Les objets dissimulés dans des colis alimentaires ou même des produits improbables, comme des cartons de fromage râpé, témoignent de l’ingéniosité des trafiquants. Ces pratiques rendent la tâche des surveillants particulièrement ardue, surtout dans un contexte de sous-effectifs généralisés et de surpopulation carcérale.
Les limites des mesures de lutte : brouillage et cabines téléphoniques
Depuis 2019, plusieurs initiatives ont été mises en place pour lutter contre ce phénomène. Parmi elles, l’installation de cabines téléphoniques dans toutes les cellules devait permettre aux détenus d’effectuer des appels contrôlés. Cependant, ces cabines sont peu utilisées en raison de coûts jugés excessifs par les prisonniers (jusqu’à 0,18 euro la minute pour un appel vers un mobile).

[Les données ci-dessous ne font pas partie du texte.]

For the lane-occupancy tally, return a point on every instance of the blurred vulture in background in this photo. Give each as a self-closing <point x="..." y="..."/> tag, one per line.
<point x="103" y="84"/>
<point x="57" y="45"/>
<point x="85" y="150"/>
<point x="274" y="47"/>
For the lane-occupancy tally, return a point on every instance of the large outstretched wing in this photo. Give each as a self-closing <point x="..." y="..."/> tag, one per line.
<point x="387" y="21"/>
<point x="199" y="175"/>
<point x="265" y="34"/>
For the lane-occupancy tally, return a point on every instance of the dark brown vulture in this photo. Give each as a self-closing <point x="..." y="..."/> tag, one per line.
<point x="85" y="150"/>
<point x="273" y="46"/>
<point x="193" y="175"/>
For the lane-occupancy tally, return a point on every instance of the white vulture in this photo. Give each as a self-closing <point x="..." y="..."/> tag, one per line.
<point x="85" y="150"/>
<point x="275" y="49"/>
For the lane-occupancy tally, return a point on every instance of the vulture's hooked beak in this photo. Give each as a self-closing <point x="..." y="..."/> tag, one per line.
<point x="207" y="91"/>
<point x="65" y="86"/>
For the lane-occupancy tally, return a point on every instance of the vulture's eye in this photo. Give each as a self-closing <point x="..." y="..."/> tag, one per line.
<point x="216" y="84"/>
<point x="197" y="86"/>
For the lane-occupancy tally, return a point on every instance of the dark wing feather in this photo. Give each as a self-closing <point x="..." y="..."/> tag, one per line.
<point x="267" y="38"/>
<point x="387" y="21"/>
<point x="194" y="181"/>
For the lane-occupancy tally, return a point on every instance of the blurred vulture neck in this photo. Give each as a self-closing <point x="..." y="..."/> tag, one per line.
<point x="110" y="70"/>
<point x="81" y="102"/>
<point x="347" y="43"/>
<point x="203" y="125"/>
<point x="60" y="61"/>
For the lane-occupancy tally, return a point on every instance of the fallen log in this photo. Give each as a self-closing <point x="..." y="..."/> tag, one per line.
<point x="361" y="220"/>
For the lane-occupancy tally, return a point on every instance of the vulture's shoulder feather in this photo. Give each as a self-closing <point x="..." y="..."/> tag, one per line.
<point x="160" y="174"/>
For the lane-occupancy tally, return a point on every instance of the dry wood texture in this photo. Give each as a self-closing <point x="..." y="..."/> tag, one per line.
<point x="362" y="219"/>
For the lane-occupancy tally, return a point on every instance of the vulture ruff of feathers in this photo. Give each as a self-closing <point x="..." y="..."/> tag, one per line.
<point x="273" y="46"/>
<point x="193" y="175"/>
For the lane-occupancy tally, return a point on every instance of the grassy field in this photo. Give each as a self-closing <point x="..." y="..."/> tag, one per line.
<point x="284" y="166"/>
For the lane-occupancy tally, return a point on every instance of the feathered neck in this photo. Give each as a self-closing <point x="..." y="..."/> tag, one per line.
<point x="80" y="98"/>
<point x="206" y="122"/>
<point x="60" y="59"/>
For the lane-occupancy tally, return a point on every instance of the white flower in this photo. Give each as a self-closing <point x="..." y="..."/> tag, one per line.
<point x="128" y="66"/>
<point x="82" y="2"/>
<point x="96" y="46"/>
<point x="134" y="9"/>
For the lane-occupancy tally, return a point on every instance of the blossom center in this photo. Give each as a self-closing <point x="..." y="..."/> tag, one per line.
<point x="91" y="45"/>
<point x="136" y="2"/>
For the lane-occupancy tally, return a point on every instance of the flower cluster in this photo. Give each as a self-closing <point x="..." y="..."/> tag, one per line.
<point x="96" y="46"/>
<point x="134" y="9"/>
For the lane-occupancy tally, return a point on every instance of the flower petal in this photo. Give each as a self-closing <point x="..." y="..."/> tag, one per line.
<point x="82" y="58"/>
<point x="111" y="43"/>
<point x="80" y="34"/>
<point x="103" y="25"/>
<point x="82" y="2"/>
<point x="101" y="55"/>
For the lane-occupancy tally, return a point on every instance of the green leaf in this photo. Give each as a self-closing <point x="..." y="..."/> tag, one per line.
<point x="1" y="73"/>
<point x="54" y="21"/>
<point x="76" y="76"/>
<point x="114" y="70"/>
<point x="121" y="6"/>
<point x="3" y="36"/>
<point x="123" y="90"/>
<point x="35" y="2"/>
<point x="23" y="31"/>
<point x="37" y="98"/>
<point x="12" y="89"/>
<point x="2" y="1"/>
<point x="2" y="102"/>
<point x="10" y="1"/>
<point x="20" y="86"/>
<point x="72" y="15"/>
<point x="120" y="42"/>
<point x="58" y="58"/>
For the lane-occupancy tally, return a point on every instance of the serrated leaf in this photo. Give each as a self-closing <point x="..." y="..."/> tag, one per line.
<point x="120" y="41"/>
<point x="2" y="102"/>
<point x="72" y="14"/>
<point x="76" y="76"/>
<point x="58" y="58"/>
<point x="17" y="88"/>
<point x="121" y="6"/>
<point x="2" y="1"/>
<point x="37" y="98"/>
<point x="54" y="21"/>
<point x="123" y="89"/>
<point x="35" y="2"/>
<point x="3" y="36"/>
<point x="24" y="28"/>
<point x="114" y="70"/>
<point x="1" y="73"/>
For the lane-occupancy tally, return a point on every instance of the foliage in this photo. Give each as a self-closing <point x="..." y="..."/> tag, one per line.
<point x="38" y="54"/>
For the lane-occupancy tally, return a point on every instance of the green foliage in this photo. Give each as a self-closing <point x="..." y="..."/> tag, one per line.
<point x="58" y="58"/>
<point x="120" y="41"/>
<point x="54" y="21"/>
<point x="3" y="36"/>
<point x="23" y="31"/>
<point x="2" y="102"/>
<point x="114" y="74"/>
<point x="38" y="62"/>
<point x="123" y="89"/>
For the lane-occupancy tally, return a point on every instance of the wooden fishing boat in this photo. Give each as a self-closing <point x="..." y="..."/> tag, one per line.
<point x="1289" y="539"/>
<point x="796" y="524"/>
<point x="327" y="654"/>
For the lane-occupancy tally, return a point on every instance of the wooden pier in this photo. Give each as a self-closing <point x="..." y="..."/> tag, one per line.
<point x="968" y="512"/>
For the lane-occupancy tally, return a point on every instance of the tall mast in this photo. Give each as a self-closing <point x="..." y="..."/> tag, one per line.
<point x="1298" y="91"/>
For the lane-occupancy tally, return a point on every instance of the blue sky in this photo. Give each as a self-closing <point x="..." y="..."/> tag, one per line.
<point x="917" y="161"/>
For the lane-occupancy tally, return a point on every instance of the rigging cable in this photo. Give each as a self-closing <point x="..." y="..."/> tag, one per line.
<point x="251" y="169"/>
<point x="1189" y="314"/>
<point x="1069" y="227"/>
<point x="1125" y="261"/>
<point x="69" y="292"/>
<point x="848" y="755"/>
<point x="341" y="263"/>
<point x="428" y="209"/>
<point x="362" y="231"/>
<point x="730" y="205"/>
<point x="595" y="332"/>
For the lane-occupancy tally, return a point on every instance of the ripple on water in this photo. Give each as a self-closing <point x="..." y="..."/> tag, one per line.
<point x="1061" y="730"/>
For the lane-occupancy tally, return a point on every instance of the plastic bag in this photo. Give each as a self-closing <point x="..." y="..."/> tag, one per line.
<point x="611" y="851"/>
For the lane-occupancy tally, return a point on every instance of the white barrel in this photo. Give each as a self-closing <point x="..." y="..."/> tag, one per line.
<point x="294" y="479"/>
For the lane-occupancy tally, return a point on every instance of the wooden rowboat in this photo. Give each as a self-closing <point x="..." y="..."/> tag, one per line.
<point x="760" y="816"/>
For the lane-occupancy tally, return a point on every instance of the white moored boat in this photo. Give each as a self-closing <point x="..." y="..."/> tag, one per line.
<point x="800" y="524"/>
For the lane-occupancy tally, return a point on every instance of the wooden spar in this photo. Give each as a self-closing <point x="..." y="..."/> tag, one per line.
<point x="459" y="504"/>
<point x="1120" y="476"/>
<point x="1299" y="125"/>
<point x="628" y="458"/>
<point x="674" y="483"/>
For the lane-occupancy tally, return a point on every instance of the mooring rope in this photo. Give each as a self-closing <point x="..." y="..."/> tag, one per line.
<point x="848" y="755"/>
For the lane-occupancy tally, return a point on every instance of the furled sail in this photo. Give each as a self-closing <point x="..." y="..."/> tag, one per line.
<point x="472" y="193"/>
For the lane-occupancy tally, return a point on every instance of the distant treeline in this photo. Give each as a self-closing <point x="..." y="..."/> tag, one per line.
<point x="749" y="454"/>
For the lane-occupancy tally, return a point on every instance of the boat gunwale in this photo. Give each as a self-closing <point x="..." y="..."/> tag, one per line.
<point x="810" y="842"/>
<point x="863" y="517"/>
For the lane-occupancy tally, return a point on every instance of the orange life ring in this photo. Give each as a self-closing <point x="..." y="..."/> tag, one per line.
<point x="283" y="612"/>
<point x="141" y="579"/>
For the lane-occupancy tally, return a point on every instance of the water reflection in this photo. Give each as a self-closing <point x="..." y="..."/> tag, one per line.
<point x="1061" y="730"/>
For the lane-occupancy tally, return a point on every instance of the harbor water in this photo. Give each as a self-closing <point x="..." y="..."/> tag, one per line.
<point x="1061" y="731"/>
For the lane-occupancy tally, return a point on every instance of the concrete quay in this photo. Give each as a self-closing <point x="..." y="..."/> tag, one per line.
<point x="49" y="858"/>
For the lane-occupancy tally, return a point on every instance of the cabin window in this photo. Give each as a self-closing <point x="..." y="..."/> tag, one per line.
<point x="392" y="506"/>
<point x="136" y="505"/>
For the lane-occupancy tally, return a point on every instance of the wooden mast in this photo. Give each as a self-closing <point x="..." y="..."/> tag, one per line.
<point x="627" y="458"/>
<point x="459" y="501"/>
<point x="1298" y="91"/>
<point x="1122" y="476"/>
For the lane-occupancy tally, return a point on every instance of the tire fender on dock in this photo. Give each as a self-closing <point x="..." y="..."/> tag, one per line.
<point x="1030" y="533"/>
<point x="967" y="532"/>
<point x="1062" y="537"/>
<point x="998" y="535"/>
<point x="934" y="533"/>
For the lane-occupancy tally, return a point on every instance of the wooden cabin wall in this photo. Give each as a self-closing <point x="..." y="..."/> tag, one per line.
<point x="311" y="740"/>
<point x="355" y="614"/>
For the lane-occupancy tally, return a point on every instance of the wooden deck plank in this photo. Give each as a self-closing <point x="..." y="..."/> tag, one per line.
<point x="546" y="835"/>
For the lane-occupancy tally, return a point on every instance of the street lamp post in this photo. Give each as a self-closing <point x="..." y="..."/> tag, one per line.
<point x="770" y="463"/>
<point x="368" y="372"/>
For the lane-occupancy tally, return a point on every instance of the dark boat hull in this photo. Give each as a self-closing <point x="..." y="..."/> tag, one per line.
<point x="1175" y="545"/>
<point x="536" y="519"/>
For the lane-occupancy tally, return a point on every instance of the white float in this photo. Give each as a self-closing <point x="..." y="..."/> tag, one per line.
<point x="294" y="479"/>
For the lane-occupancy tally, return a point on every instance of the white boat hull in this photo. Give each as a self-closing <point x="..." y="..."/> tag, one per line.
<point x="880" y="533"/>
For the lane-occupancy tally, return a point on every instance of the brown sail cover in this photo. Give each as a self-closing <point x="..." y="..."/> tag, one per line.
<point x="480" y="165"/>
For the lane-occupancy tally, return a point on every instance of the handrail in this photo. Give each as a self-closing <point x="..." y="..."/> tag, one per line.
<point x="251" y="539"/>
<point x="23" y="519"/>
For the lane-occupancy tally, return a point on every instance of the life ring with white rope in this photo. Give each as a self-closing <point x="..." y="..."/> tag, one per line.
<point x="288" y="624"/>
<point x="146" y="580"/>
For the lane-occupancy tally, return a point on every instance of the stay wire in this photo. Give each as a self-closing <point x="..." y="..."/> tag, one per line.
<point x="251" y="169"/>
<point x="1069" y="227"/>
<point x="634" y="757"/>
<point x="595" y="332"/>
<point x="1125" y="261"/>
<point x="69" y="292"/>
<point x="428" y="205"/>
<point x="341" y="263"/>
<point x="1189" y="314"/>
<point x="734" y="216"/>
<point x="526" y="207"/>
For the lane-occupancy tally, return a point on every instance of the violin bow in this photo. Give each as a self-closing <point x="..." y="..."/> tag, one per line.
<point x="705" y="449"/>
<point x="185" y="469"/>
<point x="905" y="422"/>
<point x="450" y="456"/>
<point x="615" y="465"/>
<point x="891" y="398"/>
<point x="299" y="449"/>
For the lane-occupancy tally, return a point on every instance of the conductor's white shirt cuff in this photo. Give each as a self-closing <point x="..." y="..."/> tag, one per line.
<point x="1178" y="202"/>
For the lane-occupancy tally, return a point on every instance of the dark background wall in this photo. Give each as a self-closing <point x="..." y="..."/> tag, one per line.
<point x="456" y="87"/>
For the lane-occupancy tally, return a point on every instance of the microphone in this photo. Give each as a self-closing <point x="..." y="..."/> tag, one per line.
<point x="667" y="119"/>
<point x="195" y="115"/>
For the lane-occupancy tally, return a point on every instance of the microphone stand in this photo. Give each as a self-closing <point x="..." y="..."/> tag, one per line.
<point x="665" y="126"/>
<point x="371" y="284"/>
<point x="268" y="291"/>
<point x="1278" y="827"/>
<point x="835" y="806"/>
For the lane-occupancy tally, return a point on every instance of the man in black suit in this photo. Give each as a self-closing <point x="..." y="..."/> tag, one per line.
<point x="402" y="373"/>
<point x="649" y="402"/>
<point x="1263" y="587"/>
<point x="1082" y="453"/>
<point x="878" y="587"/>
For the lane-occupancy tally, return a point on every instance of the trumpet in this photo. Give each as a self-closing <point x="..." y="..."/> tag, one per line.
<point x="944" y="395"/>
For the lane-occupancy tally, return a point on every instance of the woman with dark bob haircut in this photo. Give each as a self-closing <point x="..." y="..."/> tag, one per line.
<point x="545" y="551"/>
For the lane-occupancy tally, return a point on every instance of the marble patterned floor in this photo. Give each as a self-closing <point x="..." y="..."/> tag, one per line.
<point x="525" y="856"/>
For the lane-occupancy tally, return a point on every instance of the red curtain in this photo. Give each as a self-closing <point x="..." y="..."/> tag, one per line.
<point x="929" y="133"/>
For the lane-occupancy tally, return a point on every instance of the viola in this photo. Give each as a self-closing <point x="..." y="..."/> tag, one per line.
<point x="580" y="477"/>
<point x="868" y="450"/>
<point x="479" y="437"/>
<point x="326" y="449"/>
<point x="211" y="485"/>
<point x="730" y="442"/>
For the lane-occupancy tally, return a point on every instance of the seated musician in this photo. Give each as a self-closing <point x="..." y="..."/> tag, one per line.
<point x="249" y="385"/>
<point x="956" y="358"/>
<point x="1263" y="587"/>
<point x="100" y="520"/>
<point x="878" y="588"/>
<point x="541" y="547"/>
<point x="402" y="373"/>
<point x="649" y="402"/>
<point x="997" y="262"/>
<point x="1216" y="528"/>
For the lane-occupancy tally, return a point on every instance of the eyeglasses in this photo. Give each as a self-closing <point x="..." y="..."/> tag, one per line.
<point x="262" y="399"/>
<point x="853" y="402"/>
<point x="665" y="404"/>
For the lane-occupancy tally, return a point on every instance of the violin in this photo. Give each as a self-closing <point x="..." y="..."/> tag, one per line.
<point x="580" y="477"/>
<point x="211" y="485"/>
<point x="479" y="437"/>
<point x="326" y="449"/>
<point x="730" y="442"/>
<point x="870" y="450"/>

Le brouillage des réseaux constitue une autre stratégie, mais son efficacité reste limitée. Si 20 établissements étaient équipés de ces dispositifs en 2024, leur déploiement complet demeure lent, et les résultats sont inégaux. Certains systèmes ne fonctionnent qu’avec certains opérateurs, ce qui pousse les détenus à s’adapter rapidement en changeant de fournisseur. Par ailleurs, le brouillage suscite des tensions, provoquant des mouvements de protestation parmi les détenus, comme à Lille-Sequedin ou Tarascon.
Une bataille technologique sans fin
Malgré les efforts pour endiguer la prolifération des téléphones, les détenus semblent toujours avoir une longueur d’avance. Ils utilisent des amplificateurs pour contourner les brouillages et continuent de trouver des moyens innovants pour introduire des appareils en prison. Cette « course à l’échalote » met en lumière les failles d’un système dépassé par les avancées technologiques des trafiquants.
Pour Alexandre Bouquet, directeur du centre pénitentiaire d’Avignon-Le Pontet, seul un investissement massif dans des technologies de pointe pourrait permettre de reprendre le contrôle. Pourtant, cette solution suscite des doutes chez certains observateurs, qui estiment que les coûts exorbitants de ces dispositifs sont disproportionnés par rapport à leur efficacité.